Mission planning for low-thrust interplanetary space probes just became easier with a genetic algorithm developed at the University of Illinois.
“In recent years, pressure to reduce the costs of interplanetary missions
has led to an emphasis on designing missions with shorter flight times,
smaller launch vehicles and simpler flight systems,” said Victoria
Coverstone-Carroll, a professor of aeronautical and astronautical
engineering at the U. of I. “These requirements have renewed interest in
low-thrust propulsion systems because of their high propellant efficiencies,
but the need to optimize their flight paths has posed certain challenges.”
Low-thrust systems, such as solar-electric propulsion — which uses huge
solar arrays to collect photons and convert them into electricity to drive an ion engine — possess little impulse power but may be operated
continuously. Conventional chemical propulsion systems, on the other
hand, provide short, but intense, bursts of thrust. Flight trajectories for the two systems differ markedly.
Coverstone-Carroll and graduate student Bill Hartmann developed a
Pareto genetic algorithm capable of optimizing low-thrust trajectories.

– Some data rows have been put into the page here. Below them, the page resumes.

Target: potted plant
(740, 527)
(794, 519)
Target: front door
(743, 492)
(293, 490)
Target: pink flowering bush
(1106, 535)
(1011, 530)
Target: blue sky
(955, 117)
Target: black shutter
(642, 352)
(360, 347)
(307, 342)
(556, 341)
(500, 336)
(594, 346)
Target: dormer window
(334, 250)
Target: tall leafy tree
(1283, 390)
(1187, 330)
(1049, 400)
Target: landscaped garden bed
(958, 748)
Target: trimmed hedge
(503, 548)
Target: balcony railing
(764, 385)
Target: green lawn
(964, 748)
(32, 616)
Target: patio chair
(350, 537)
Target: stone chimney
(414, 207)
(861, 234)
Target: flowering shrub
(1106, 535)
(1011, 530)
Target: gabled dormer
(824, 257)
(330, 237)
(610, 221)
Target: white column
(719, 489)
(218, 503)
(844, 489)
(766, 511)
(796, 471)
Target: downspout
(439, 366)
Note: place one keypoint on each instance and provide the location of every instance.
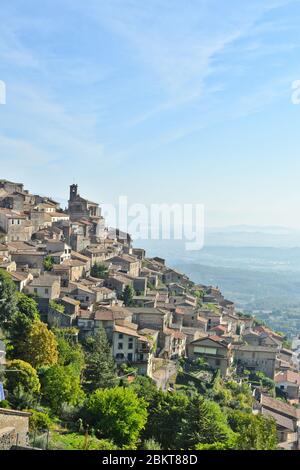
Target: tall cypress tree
(100, 369)
(8, 299)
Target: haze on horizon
(155, 102)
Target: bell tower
(73, 192)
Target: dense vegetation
(78, 401)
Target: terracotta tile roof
(71, 301)
(288, 376)
(175, 333)
(282, 421)
(19, 276)
(279, 406)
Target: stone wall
(18, 420)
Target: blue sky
(164, 101)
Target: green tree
(61, 385)
(151, 444)
(39, 421)
(48, 263)
(8, 299)
(128, 295)
(205, 423)
(117, 414)
(166, 414)
(255, 432)
(69, 353)
(99, 270)
(22, 384)
(100, 369)
(21, 322)
(40, 346)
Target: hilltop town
(159, 324)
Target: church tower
(73, 192)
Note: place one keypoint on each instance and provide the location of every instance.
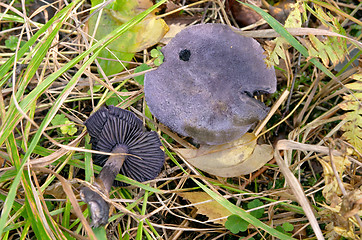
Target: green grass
(40, 199)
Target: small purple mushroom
(140, 157)
(205, 87)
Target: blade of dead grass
(27, 102)
(293, 181)
(232, 208)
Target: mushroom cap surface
(204, 87)
(110, 127)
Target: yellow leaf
(232, 159)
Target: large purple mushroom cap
(205, 87)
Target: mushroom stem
(99, 208)
(111, 168)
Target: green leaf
(145, 34)
(59, 119)
(141, 68)
(158, 61)
(254, 204)
(236, 224)
(288, 227)
(69, 128)
(11, 43)
(112, 101)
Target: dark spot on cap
(184, 55)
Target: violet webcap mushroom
(205, 88)
(137, 154)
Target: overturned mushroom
(205, 87)
(137, 154)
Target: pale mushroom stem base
(99, 208)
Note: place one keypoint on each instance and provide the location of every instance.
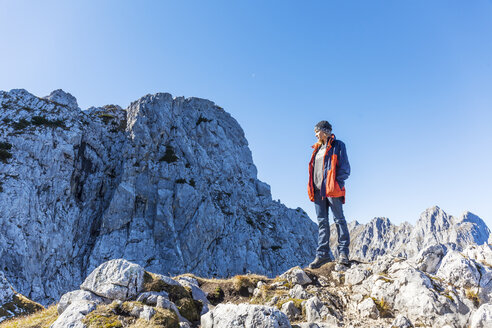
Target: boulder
(482, 318)
(368, 309)
(115, 280)
(458, 270)
(244, 315)
(77, 295)
(74, 314)
(429, 258)
(6, 290)
(401, 322)
(290, 310)
(296, 276)
(298, 292)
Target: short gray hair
(324, 126)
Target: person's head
(322, 131)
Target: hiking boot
(318, 262)
(343, 259)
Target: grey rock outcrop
(244, 315)
(115, 280)
(168, 183)
(6, 291)
(121, 284)
(435, 227)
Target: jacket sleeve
(343, 166)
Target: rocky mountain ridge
(435, 288)
(380, 236)
(168, 184)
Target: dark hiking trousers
(321, 205)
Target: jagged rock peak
(435, 226)
(168, 183)
(63, 98)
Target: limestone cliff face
(169, 183)
(380, 236)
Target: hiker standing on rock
(328, 170)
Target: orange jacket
(336, 169)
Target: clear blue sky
(407, 85)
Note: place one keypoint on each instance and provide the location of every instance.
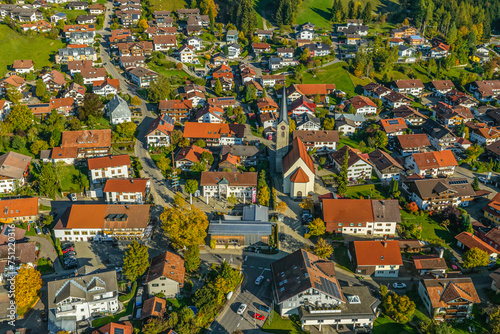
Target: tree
(399, 308)
(78, 78)
(263, 196)
(475, 257)
(192, 259)
(323, 249)
(48, 182)
(135, 261)
(159, 89)
(28, 283)
(317, 227)
(126, 130)
(328, 123)
(38, 146)
(184, 224)
(495, 321)
(218, 87)
(281, 207)
(20, 118)
(41, 89)
(135, 100)
(92, 107)
(13, 94)
(191, 186)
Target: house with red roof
(109, 167)
(381, 258)
(298, 171)
(158, 134)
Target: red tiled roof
(377, 253)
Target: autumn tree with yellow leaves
(28, 283)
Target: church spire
(284, 110)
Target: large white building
(109, 167)
(305, 284)
(123, 191)
(227, 184)
(13, 171)
(80, 298)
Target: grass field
(337, 74)
(168, 4)
(16, 46)
(318, 11)
(431, 230)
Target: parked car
(264, 308)
(241, 309)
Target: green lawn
(14, 46)
(431, 230)
(365, 191)
(284, 325)
(72, 14)
(385, 325)
(167, 4)
(338, 75)
(66, 176)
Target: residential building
(377, 258)
(321, 141)
(103, 168)
(23, 66)
(14, 169)
(252, 228)
(87, 222)
(413, 143)
(215, 134)
(296, 291)
(448, 298)
(361, 216)
(441, 137)
(410, 115)
(159, 131)
(393, 126)
(118, 111)
(165, 275)
(106, 87)
(142, 77)
(437, 194)
(298, 171)
(386, 167)
(80, 298)
(123, 191)
(178, 110)
(466, 240)
(187, 156)
(359, 165)
(18, 210)
(432, 164)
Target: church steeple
(282, 134)
(284, 108)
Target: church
(294, 164)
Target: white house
(80, 298)
(109, 167)
(123, 191)
(118, 111)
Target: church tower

With Steven Williams at the Jet Propulsion Laboratory in Pasadena, Calif.,
the researchers used this special algorithm to evaluate different mission
scenarios.
“We analyzed a number of proposed missions, including a rendezvous
with the asteroid Vesta, a mission to Mars and a Pluto flyby,” said
Coverstone-Carroll, who presented the team’s findings at the American
Astronautical Society/American Institute of Aeronautics and Astronautics
national meeting in Monterey, Calif., in February. “In each of these
missions, the low-thrust propulsion technology delivered more payload
capability than the equivalent chemical propulsion mission.”
Genetic algorithms work by creating a population of individual solutions
that then evolves over a series of generational cycles, with each solution
undergoing alterations to its respective parameter set. With the U. of I.
algorithm, the automated search procedure provides a mission planner
with an array of compromise solutions trading off such system
performance characteristics as time of flight and amount of propellant
consumed.
“Every pound of propellant that must be launched into space represents
one less pound of instrumentation for the mission,” Coverstone-Carroll
said. “One of the big advantages of solar-electric propulsion is that if you
are willing for the flight to take a little longer to reach its destination, you not only can launch larger scientific payloads, you also can avoid the
limitations of launch windows.”
Chemical propulsion systems, with their ballistic trajectories, are
dependent upon launch windows during which the geometry of Earth
and the target are favorable, Coverstone-Carroll said. “We can avoid that
restriction with low-thrust systems, however. We can launch at any time
of year.”
While not practical for manned missions, where time of flight must be
minimized, low-thrust systems could be used for supply missions,
sample-return missions and rendezvous with distant planets.